(This story, in slightly different form, originally appeared in ALM's Daily Business Review.)

MIAMI-When Gustaf Arnoldsson began courting potential investors to form a real estate investment fund, he felt like a high school student worried about arriving late to the dance. But the managing member of Miami Beach-based Stonemason Partners discovered in mid-2008 that he was alone on the dance floor. Few investors in South Florida expected the crisis ahead, he says.

"I started seeing the signs everywhere that the market was going to head down," Arnoldsson says. "Most people buying real estate were turning it into a financial play rather than a real estate play. Like the tech bubble early this decade, people were buying based on potential future earnings."

Now Arnoldsson and Stonemason are no longer alone.

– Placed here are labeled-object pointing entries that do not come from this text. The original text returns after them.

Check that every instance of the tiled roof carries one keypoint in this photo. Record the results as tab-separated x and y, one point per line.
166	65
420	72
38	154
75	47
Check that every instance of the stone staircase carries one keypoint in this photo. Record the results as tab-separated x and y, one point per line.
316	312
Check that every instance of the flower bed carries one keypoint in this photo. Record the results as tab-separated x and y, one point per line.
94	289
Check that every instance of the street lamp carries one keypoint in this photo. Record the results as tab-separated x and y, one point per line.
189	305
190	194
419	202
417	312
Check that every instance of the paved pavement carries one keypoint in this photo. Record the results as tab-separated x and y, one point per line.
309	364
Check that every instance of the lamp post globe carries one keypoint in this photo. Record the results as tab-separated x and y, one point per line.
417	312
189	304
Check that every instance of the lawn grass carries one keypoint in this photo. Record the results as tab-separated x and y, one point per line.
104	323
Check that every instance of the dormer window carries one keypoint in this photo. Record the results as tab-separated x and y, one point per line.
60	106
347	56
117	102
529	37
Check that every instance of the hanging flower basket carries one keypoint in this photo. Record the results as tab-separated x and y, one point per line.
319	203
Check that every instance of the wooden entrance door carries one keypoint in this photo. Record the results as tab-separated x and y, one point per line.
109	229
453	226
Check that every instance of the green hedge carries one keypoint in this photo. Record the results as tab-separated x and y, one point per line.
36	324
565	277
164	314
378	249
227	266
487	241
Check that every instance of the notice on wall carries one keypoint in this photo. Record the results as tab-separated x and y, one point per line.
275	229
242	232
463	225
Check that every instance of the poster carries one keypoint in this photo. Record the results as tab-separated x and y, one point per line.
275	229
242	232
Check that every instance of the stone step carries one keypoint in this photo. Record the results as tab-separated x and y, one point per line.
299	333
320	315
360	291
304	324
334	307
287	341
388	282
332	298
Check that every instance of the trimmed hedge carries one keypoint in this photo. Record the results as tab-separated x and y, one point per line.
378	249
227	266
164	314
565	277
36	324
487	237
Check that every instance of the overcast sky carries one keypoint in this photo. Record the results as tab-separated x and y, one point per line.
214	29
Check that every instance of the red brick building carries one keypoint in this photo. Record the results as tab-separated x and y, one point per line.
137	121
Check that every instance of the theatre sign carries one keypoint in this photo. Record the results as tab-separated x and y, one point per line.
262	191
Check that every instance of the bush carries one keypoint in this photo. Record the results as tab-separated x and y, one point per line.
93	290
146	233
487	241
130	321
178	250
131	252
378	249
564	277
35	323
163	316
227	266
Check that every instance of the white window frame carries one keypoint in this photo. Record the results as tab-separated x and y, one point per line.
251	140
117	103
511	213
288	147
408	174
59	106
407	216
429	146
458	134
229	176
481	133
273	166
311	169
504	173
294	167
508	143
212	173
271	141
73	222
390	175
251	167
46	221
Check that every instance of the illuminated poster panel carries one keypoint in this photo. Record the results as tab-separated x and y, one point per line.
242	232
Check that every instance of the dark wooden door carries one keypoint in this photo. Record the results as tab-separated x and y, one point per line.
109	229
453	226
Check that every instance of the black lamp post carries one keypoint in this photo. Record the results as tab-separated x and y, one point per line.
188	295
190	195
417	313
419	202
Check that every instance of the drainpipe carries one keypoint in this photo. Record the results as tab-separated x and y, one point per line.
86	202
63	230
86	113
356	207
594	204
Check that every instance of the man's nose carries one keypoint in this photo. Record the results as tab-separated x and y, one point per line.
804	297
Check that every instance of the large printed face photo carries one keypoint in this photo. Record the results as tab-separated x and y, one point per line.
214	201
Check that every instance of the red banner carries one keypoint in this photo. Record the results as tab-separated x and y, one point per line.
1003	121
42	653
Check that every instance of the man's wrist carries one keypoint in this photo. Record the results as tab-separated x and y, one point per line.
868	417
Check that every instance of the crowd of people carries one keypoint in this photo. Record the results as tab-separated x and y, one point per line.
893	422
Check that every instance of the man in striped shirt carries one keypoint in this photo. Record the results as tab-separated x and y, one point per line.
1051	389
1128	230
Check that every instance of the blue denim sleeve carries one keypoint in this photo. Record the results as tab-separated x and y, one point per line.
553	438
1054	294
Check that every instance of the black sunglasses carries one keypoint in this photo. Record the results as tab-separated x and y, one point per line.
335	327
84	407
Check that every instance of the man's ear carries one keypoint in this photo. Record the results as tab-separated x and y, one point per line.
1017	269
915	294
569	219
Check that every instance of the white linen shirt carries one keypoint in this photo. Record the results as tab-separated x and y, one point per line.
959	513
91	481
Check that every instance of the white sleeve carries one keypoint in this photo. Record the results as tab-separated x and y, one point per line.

Other moderately sized companies, some formed by longtime players in the region, are raising money to acquire commercial real estate in South Florida.

Stonemason has a $35-million bankroll and a goal of buying $100 million worth of multi-tenant commercial properties in the next five years. Funds like Stonemason's are comprised mostly of high-net-worth private investors instead of large public institutions.

"There are no institutional investors at this point in time," Arnoldsson says. Stonemason reached out to investors from Florida, New York and northern California.

For now, acquisitions remain difficult to complete, Arnoldsson says. Since launching the fund, Stonemason's only purchase has been a seven-unit apartment complex in North Bay Village for $823,000.

"Today, people are trickling into the party, but it still has not gotten started," he says. "The deals being presented to me are not worth buying at any price."

Like Stonemason, veteran South Florida investment company Foxcode Real Estate is raising money to take advantage of significant property discounts. Miami-based Foxcode announced earlier this month the launch of a fund that plans to raise $50 million to invest in Florida and other East Coast markets.

One investor, Dizengoff Trading Group, has arrived all the way from Israel. Dizengoff, a real estate development and commodities firm, chose South Florida for its first US branch because of the abundant opportunities, said Ronen Saban, regional manager in Dizengoff's new Boca Raton office.

"We have been learning this market since 2005," Saban says. "No one knows exactly when this market will turn around, but from a long-term investment perspective, this is a perfectly good time to buy."

Dizengoff has made two purchases in the region since July. The company bought the fully leased Shoppes at Monarch Lakes in Miramar for $8.3 million. It also acquired the fractured condominium project Portofino in Jensen Beach, which is being operated as a 118-unit rental complex, for nearly $6.8 million.

More than $130 billion of commercial mortgages are in default, foreclosure or bankruptcy nationwide, according to Real Capital Analytics. The investment market has opened up for smaller funds because large vulture funds are struggling to complete deals.

Despite the abundance of distressed properties, major vulture funds are finding resistance from banks that are working out deals with many borrowers instead of foreclosing. A $5-billion vulture fund formed in August by the Canadian company Brookfield, which planned to invest heavily in the US, has yet to make a purchase, according to the Wall Street Journal.

While there has been a flurry of note sales recently, many banks are not willing to take a major haircut by selling off notes for South Florida properties at discount rates, Arnoldsson says. "Nobody in the lending world is ready to take the hit yet," he says. "They are just looking to kick the rock down the street. Banks are not moving anything and the inventory is building up on the books."